New York City to Experience 9-foot Floods 17 Times More Frequent Over the Next Century
A new study reveals that New York City will be submerged in a 9-foot flood, or the same intensity of flooding brought by Superstorm Sandy in 2012, at least three to 17 times more frequently over the next century.
The study, published in the journal Proceedings of the National Academy of Sciences, suggests that the acceleration of sea-level rise due to global warming is one of the primary reasons for the more frequent occurrence of extreme flooding in New York City.
"The grand answer is that things are going to get worse by 2100," said Benjamin Horton, a professor of Marine and Coastal Sciences in the School of Environmental and Biological Sciences at Rutgers University and one of the authors of the study, in a press release. "If nothing changes with hurricanes, sea-level rise alone will increase the frequency of Sandy-like events by 2100."
For the study, the researchers analyzed historical data consisting of geological records from the same area going back to 1856. Additionally, they also looked into model projections consisting of future sea-levels, storm intensity as well as historical sea levels and storm surges.
The researchers found out that extreme flooding may have occurred once every 400 years on average under the sea-level rise conditions of 2000. However, human-induced climate change has accelerated the sea-level rise in the 21st century, making extreme flooding to be four times more probable.
Taking into consideration the possibility that the size, intensity and tracks of hurricane may change overtime, the researchers combined historical climate data and modeling of future climate conditions and storm surges.

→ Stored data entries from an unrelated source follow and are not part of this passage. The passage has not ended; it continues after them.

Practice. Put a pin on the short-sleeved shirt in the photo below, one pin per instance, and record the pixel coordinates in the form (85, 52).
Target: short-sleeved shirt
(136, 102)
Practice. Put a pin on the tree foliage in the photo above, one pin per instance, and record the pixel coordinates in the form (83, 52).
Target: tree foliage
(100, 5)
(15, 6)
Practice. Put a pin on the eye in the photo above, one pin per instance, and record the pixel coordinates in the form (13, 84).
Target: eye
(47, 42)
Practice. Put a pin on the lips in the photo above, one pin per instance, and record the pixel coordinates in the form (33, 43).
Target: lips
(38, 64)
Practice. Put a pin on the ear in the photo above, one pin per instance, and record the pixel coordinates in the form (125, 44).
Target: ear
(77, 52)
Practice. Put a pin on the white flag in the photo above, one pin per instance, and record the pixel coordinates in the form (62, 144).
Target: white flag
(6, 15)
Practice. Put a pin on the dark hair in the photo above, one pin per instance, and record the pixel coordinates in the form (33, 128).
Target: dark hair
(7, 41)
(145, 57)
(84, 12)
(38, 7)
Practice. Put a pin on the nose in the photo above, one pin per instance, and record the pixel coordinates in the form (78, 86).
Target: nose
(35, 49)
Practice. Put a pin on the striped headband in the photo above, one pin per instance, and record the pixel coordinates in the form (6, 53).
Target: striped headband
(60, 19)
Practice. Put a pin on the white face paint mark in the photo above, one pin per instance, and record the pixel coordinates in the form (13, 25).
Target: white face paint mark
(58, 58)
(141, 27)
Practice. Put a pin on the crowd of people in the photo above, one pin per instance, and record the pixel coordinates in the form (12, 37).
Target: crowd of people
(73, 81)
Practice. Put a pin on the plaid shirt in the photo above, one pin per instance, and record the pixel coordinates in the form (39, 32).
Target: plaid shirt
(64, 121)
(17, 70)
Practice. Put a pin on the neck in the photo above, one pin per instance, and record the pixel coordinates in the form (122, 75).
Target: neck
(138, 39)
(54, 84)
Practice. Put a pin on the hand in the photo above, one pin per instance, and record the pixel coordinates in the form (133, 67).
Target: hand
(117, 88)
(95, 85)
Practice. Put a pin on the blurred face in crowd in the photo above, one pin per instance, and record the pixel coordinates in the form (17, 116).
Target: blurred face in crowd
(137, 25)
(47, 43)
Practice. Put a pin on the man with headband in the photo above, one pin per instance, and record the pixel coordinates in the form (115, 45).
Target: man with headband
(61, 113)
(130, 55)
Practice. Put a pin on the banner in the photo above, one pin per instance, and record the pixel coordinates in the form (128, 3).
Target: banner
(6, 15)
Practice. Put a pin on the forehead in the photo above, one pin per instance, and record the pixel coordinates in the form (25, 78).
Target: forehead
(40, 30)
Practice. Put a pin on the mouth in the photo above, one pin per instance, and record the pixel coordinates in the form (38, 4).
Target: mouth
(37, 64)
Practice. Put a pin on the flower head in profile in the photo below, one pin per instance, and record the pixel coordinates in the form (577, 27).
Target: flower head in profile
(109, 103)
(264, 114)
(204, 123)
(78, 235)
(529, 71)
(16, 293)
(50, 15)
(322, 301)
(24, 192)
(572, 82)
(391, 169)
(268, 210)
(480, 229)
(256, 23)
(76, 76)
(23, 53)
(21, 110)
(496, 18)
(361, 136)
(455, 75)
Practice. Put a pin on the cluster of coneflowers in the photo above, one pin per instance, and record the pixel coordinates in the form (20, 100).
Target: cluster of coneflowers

They found that possible changes in the size, intensity and tracks of hurricanes could reduce the probability of extreme flooding to three times. However, New York City will likely to suffer extreme Sandy-like flooding 17 times more frequent if this is the case.
With their findings, the researchers noted that future predictions are complex and can be changed. However, the researcher claim that things are only to get worse by 2100.